Sherwin-Williams (SHW -1.6%) and Valspar (VAL -1.7%) say their merger is on track to close on schedule by the end of Q1, saying they hope to end “unfounded market rumors” concerning regulatory approvals for the deal.
SHW and VAL say they continue to believe that no or few asset sales will be required to complete the transaction, given what they is the complementary nature of the businesses.
The merger deal includes an unusual clause to cut the $113/share purchase price if antitrust regulators demand aggressive divestitures; SHW could walk away entirely if divestitures climb to $1.5B of revenue.

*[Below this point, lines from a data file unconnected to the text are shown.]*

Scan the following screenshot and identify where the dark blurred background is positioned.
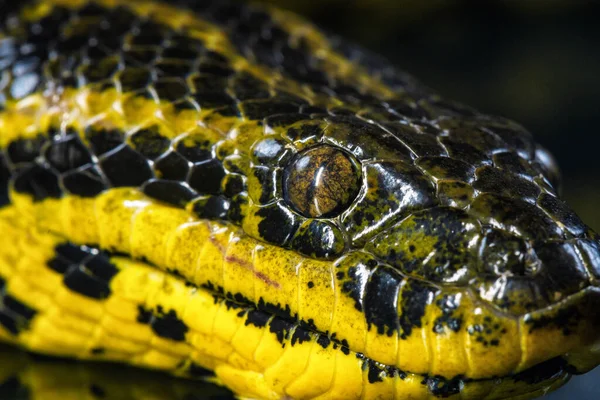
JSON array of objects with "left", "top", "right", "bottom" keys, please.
[
  {"left": 264, "top": 0, "right": 600, "bottom": 230},
  {"left": 258, "top": 0, "right": 600, "bottom": 400}
]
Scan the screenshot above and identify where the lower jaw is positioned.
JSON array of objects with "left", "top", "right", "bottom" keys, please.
[{"left": 0, "top": 233, "right": 570, "bottom": 399}]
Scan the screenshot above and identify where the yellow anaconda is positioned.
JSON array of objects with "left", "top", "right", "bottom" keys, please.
[{"left": 0, "top": 0, "right": 600, "bottom": 399}]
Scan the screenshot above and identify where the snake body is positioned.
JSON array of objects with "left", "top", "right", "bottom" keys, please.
[{"left": 0, "top": 0, "right": 600, "bottom": 399}]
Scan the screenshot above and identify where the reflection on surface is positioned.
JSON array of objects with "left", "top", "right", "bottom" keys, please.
[{"left": 0, "top": 346, "right": 234, "bottom": 400}]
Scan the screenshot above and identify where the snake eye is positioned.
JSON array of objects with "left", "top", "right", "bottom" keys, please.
[{"left": 283, "top": 145, "right": 360, "bottom": 218}]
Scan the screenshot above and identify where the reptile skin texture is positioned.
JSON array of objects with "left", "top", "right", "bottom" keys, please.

Sherwin-Williams (NYSE:SHW) Valspar (NYSE:VAL) issue the following statement in response to unfounded market rumors concerning regulatory approvals for the definitive agreement between Sherwin-Williams and Valspar, which was announced on March 20, 2016:
"Sherwin-Williams and Valspar continue to cooperate fully with the FTC staff and continue to expect the transaction will close by the end of Q1 calendar year 2017. Given the complementary nature of the businesses and the benefits this transaction will provide to customers, Sherwin-Williams and Valspar continue to believe that no or minimal divestitures should be required to complete the transaction."
The transaction, which has been approved by Valspar shareholders, is subject to customary closing conditions, including the expiration or termination of the applicable waiting period under the U.S. Hart-Scott-Rodino Antitrust Improvements Act and regulatory approvals in various other jurisdictions.